Yesterday only two men showed up for the service. One was a man named Doug who has been at the jail for a few months. He doesn’t live in California, but he managed to get into a bit of trouble here. His brother Mike has advanced stomach cancer and is beginning a final round of chemotherapy. It probably won’t help, but they want to give it one last shot. Doug isn’t due to be released until June. “All we can do is pray, I guess,” he said to me when I walked through the barracks before the service. Given that his brother lives out of state, he knows that there is a chance he won’t see him again.

My godfather Ken has advanced colon cancer, and he is in a situation similar to Doug’s brother. His doctor told him he’s one of only two people in the world who have received such a large dose of an experimental cancer medication. I told Doug a little bit about Ken, and he told me a little bit about Mike. It seemed to help him to share what he was feeling with someone in a similar situation.

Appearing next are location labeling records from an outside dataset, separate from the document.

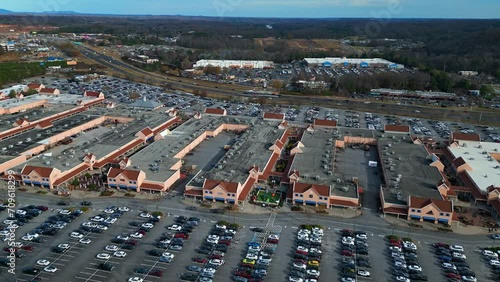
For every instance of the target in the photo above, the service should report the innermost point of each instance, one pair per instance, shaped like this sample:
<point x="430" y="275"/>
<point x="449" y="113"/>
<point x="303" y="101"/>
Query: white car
<point x="402" y="279"/>
<point x="217" y="262"/>
<point x="89" y="224"/>
<point x="27" y="238"/>
<point x="414" y="267"/>
<point x="363" y="273"/>
<point x="253" y="256"/>
<point x="395" y="248"/>
<point x="136" y="235"/>
<point x="312" y="272"/>
<point x="174" y="227"/>
<point x="459" y="255"/>
<point x="494" y="262"/>
<point x="168" y="255"/>
<point x="399" y="264"/>
<point x="63" y="246"/>
<point x="120" y="254"/>
<point x="489" y="253"/>
<point x="43" y="262"/>
<point x="111" y="248"/>
<point x="361" y="236"/>
<point x="85" y="241"/>
<point x="457" y="248"/>
<point x="448" y="265"/>
<point x="299" y="265"/>
<point x="303" y="249"/>
<point x="50" y="268"/>
<point x="76" y="235"/>
<point x="103" y="256"/>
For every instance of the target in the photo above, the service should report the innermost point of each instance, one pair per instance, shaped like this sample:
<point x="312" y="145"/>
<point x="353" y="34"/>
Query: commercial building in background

I know a man who believes he beat his cancer through the power of prayer. I don’t dispute him. But I’ve known a few folks who prayed just as hard as he did and didn’t make it. I pray because God wills it, not because I think it will change His mind. I pray to a God who suffered and died as we suffer and die. There are those who can’t imagine praying to a God who would do such a thing. I can’t imagine praying to a God who wouldn’t.